Quelle del Sistema Emergenza-Urgenza, attivabile attualmente con la chiamata al numero telefonico 118, sono la presa in carico rapida di un paziente in condizioni critiche che ha subìto un incidente o un malore improvviso e il suo trasporto, dopo le prime cure, in condizioni di sicurezza nella struttura sanitaria più vicina e adeguata a intervenire in maniera appropriata. Due diverse funzioni, fra di loro raccordabili ma profondamente differenti nella loro operatività.

Per i sindacati, infatti, il servizio di continuità assistenziale prevede funzioni rivolte ad assicurare “prestazioni assistenziali territoriali non differibili a quei pazienti che nei prefestivi e festivi non hanno la possibilità di contattare e di farsi visitare dal proprio medico di famiglia e dal proprio pediatra di famiglia per risolvere i propri impellenti bisogni di salute che spesso necessitano di rilascio di certificazione medica per malattia da presentare al datore di lavoro”.

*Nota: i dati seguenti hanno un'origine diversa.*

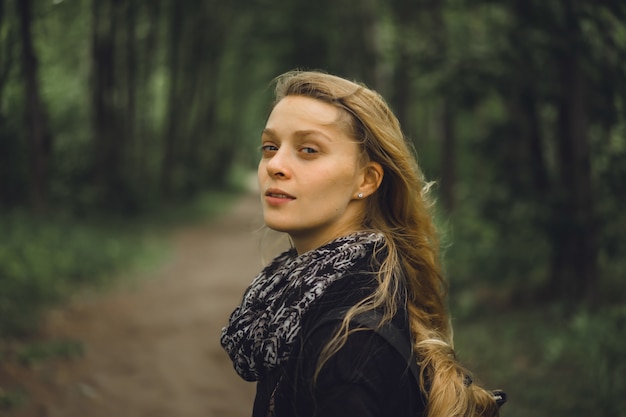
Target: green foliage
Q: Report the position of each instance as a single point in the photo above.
(43, 261)
(12, 399)
(550, 364)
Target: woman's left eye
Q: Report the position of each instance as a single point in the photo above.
(309, 150)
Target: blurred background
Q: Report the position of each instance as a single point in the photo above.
(119, 118)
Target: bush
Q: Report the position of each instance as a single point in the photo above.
(42, 261)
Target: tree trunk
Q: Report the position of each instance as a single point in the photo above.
(40, 139)
(173, 122)
(575, 263)
(448, 157)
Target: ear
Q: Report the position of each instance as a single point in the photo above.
(373, 174)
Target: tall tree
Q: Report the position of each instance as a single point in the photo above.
(40, 137)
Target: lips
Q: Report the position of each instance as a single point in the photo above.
(275, 193)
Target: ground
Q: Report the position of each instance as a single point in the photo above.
(152, 348)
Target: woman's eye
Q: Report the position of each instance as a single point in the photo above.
(309, 150)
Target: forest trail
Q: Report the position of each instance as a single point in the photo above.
(152, 348)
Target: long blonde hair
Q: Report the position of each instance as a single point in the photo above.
(401, 211)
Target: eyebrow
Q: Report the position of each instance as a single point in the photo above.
(299, 133)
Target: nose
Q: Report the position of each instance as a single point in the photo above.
(278, 165)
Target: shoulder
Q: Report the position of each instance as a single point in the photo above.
(366, 377)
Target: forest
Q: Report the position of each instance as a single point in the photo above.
(113, 111)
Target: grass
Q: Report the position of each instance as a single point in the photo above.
(43, 262)
(549, 364)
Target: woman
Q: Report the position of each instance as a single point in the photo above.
(336, 325)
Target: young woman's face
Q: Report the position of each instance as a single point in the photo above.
(309, 173)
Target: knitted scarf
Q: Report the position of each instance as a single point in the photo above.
(263, 328)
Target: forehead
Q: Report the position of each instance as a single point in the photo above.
(304, 109)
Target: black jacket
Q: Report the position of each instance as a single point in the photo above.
(367, 377)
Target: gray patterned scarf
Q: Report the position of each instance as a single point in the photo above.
(263, 328)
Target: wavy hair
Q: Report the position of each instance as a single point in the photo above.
(410, 270)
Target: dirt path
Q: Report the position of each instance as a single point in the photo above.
(154, 350)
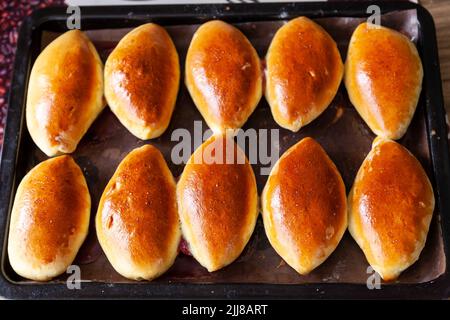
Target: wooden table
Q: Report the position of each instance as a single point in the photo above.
(440, 9)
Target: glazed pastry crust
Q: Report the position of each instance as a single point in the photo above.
(142, 77)
(223, 75)
(137, 221)
(49, 219)
(383, 77)
(65, 93)
(304, 71)
(217, 203)
(304, 206)
(390, 208)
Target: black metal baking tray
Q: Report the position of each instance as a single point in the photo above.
(17, 145)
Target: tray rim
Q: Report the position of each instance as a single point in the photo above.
(438, 288)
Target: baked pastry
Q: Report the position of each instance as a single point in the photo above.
(142, 77)
(217, 201)
(137, 220)
(390, 208)
(65, 93)
(49, 219)
(383, 77)
(304, 70)
(223, 75)
(304, 206)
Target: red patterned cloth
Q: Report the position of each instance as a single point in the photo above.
(12, 12)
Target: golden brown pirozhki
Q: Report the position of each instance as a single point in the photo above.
(217, 201)
(49, 219)
(304, 70)
(390, 208)
(142, 77)
(223, 75)
(304, 206)
(137, 220)
(383, 77)
(65, 93)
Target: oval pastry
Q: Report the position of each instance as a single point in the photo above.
(223, 75)
(383, 77)
(137, 221)
(304, 206)
(49, 219)
(65, 93)
(142, 77)
(217, 201)
(304, 70)
(390, 208)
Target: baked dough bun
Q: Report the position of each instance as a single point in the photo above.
(137, 220)
(65, 93)
(142, 77)
(223, 75)
(49, 219)
(217, 201)
(304, 70)
(390, 208)
(304, 206)
(383, 77)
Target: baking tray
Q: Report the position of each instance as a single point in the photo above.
(259, 272)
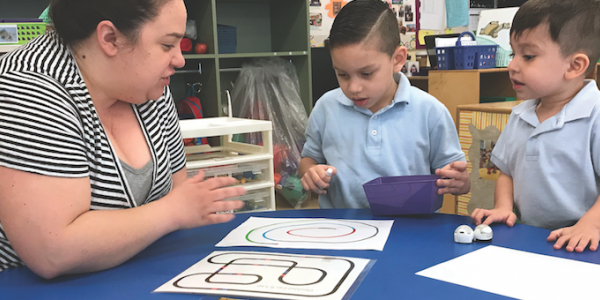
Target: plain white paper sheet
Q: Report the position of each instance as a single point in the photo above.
(433, 14)
(520, 274)
(269, 275)
(298, 233)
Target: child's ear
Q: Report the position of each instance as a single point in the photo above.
(578, 65)
(108, 37)
(399, 58)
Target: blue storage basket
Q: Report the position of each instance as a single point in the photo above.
(227, 38)
(503, 57)
(466, 57)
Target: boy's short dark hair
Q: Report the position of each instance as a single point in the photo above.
(574, 24)
(362, 20)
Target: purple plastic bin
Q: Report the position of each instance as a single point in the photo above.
(403, 195)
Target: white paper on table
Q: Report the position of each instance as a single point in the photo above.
(519, 274)
(269, 275)
(297, 233)
(433, 14)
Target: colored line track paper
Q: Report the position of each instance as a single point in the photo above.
(270, 275)
(296, 233)
(519, 274)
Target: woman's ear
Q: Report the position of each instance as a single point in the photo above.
(108, 37)
(578, 65)
(399, 58)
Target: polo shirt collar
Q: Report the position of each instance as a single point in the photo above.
(402, 93)
(579, 107)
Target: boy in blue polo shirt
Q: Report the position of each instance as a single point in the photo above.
(375, 124)
(549, 152)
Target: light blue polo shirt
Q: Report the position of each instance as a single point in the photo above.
(554, 165)
(414, 135)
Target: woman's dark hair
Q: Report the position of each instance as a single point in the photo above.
(76, 20)
(360, 20)
(573, 24)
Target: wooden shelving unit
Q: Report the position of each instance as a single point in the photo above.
(265, 28)
(460, 87)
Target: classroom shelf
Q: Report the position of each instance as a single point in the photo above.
(265, 28)
(233, 158)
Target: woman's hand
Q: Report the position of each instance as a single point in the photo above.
(198, 202)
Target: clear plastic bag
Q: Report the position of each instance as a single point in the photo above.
(268, 89)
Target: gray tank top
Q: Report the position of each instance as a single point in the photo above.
(139, 180)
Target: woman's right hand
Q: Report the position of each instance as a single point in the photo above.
(197, 202)
(316, 179)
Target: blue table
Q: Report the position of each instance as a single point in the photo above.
(414, 244)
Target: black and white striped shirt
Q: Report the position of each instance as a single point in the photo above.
(49, 126)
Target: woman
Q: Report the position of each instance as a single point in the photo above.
(84, 155)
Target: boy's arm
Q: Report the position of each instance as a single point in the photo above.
(503, 205)
(585, 232)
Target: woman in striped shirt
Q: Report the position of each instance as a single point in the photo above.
(84, 155)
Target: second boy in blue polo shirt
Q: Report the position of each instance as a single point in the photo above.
(375, 124)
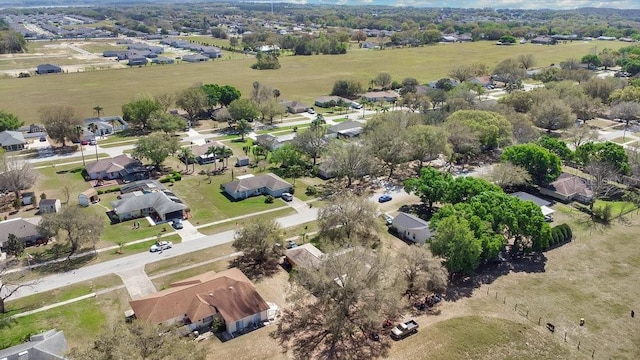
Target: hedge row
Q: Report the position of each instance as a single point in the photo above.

Per questo l’intersindacale ritiene che la continuità assistenziale debba configurarsi come:
►Un servizio garantito dai Livelli Essenziali di Assistenza (LEA) che deve essere assicurato capillarmente sul territorio, secondo l’Accordo Collettivo Nazionale, prevedendo un medico ogni 5.000 abitanti nelle zone provviste di servizi sanitari e un medico ogni 3.500 abitanti nelle zone interne disagiate specie se vengono chiuse alcune strutture ospedaliere come previsto dalla nuova rete ospedaliera ancora non ufficializzata per motivi ignoti.

►Un servizio del quale non si parla con la dovuta attenzione nel “Piano di riqualificazione del sistema sanitario abruzzese 2016-2018", approvato con il Decreto Commissariale n° 55 del 10.06.2016, che ci auguriamo sia solo una traccia su cui coinvolgere fattivamente tutti gli operatori sanitari abruzzesi per costruire un Piano Sanitario Regionale condiviso.

►Un servizio che dovrebbe essere sicuramente riorganizzato con il coinvolgimento delle Organizzazioni Sindacali di settore dopo aver ridisegnato, non come è stato fatto ultimamente con soluzioni illogiche e di facciata tipo quella degli ‘Studi Aperti’, la rete sanitaria territoriale sulla base di tutte le innovazioni strutturali che trasformeranno in primis.

Su queste basi l’intersindacale, conclude la nota, invita il Direttore Generale della Ausl di Lanciano-Vasto-Chieti a “sospendere al più presto l’esecutività della delibera aziendale in questione attivando contestualmente un tavolo regionale che cominci a valutare le modalità con cui vengono allo stato attuale assicurate le prestazioni della Medicina Generale, comprese quelle della Continuità Assistenziale, e della Pediatria di libera scelta nelle quattro realtà abruzzesi per evitare che i cittadini siano discriminati nel momento in cui cercano risposte necessarie ed appropriate ai loro bisogni di salute”.